To produce generate the ablation results 6 languages, we provide the following script:

./scripts/ablation_run.sh {target}
# where {target} can be one of gcc, g++, go, javac, cvc5, qiskit.

This will run the 5 different ablation settings (each generating 10,000 fuzzing inputs) with results saved in outputs/ablation. Repeat for 4 times to rerun the results from the paper.

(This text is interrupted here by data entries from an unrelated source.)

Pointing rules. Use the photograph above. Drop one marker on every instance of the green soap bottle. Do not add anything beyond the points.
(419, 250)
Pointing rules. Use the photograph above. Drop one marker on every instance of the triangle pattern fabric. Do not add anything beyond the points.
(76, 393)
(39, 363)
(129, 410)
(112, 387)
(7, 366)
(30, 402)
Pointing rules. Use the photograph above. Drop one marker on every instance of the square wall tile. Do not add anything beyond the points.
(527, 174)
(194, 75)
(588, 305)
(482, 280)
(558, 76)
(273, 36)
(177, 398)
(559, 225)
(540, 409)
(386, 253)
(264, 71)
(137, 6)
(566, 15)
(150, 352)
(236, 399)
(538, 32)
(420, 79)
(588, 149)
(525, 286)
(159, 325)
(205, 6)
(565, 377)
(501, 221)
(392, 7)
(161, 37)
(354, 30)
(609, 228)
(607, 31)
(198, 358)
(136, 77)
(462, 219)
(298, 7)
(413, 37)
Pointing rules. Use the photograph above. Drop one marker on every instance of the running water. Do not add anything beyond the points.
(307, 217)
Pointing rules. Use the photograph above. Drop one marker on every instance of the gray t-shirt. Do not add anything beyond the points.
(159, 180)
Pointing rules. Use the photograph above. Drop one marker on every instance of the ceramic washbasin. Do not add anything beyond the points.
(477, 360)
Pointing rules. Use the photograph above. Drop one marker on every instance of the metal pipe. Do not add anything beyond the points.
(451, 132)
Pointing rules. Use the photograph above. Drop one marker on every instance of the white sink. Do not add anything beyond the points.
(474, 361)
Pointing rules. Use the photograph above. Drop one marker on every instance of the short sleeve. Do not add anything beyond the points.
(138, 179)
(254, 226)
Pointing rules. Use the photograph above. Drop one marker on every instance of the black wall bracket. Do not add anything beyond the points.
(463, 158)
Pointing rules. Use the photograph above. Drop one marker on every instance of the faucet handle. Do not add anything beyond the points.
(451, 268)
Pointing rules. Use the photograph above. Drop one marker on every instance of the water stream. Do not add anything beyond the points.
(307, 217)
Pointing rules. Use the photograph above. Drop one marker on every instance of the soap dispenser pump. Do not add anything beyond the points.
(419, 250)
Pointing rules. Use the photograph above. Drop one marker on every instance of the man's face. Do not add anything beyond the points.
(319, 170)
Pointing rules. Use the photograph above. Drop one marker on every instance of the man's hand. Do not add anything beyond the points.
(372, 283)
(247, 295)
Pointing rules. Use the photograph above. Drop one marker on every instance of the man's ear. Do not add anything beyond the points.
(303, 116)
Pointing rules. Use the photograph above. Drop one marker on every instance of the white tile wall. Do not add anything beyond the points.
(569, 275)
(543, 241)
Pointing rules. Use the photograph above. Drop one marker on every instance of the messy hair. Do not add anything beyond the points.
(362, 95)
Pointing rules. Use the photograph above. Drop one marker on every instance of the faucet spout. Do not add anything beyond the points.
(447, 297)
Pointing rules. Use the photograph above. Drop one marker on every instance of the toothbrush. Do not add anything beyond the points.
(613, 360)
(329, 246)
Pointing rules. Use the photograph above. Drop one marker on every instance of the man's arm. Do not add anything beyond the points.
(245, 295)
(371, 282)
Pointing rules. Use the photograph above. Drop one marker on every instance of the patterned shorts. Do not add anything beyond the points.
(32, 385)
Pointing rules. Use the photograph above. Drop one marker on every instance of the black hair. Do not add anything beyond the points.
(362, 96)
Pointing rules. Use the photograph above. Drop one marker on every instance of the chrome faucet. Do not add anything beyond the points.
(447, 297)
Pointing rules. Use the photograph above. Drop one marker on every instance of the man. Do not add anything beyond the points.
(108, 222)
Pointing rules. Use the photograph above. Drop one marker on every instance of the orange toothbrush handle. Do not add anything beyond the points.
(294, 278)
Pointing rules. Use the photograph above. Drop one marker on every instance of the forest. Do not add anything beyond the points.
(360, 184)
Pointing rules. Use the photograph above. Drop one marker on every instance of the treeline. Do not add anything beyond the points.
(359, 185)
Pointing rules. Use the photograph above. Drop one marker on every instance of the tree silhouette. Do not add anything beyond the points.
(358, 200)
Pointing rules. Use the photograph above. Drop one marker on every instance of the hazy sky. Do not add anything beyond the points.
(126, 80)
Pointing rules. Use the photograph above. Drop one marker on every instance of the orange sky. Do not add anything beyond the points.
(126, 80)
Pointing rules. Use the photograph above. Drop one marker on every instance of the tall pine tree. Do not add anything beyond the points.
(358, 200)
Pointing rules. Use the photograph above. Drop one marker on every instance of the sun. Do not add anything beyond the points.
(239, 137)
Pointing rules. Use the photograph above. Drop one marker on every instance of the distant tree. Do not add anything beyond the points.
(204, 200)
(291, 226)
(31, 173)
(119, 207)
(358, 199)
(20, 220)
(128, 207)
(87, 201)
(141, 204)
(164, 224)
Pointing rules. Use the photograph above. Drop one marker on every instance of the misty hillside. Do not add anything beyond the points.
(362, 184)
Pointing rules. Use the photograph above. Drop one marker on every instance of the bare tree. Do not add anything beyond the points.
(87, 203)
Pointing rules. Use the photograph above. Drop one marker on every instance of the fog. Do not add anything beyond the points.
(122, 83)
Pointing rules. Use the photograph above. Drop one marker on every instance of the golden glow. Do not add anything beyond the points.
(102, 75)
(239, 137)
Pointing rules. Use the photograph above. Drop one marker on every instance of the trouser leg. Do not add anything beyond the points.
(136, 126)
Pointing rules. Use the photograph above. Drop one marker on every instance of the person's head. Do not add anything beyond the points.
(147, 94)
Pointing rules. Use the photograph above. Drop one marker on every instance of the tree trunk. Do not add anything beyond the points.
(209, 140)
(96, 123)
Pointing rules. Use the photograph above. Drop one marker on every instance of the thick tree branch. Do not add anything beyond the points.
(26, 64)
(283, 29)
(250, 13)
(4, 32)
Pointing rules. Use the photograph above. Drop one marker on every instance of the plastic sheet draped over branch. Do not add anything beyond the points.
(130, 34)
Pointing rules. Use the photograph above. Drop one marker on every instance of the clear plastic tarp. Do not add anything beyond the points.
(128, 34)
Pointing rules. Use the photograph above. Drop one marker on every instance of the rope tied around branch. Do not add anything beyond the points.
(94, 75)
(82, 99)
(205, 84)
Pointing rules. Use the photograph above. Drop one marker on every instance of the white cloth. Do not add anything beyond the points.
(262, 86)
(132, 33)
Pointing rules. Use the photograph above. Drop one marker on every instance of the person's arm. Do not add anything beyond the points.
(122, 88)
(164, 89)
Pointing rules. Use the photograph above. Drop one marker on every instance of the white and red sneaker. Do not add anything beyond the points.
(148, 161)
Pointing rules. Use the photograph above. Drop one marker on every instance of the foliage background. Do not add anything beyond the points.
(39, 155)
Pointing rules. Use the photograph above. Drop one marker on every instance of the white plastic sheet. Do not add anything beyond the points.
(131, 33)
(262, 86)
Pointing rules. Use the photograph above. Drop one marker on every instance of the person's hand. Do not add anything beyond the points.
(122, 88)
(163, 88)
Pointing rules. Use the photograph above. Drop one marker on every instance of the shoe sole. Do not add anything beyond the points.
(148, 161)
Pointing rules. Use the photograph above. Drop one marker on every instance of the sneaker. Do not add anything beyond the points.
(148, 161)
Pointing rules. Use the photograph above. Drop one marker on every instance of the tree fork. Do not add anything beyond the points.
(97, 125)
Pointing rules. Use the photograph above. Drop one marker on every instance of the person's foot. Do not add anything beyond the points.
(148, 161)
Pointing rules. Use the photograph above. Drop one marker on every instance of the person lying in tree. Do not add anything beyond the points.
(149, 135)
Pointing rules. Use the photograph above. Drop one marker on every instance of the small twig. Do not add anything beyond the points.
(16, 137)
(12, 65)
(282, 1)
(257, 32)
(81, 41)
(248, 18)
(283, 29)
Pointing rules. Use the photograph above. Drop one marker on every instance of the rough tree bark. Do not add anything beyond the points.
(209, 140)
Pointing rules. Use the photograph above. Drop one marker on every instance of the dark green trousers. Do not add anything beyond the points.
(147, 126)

Next we can collect the coverage as well as validity rate using similar script in the Coverage Collection section:

./scripts/build_gcc_coverage.sh # follow other build scripts for other targets
cd /home/Fuzz4All
python tools/coverage/C/collect_coverage.py --folder outputs/ablation/c_std_no_input
... # repeat for other ablation runs

The following commands will render/output the tables in Table 4 using both coverage and valid rate collected during our ablation runs

# go to top level directory
cd /home/Fuzz4All
python tools/ablation/draw_table.py

Baseline Comparison

In our paper, we use well-known and tested baselines with no modification:

In particular, GrayC, Hephaestus, and MorphQ we directly use their docker images and run with default settings provided in their artifacts
For CSmith, YarpGen, TypeFuzz, an Go-Fuzz we use their most recent stable version on GitHub.

Due to the size limitation of the docker image, we do not include the source code of these baselines in our docker image however we provide the full fuzzing inputs generated by these baselines available to download here: https://uillinoisedu-my.sharepoint.com/:u:/g/personal/chunqiu2_illinois_edu/EYBgOE7eUk5Dm8K4TkZuAbkBTM-MRIdEkXOMFBvZPP4JZA?e=ln8orG

Evidence of bug finding

In RQ4, we claimed Fuzz4All has detected 98 bugs in total with 64 confirmed by developers as previously unknown.

note this number is different from the initial submission, see the new version of the paper for most recent number

We provide a list bugs and bug reports in bugs/ folder. We also provide the bugs in the top-level of this artifact.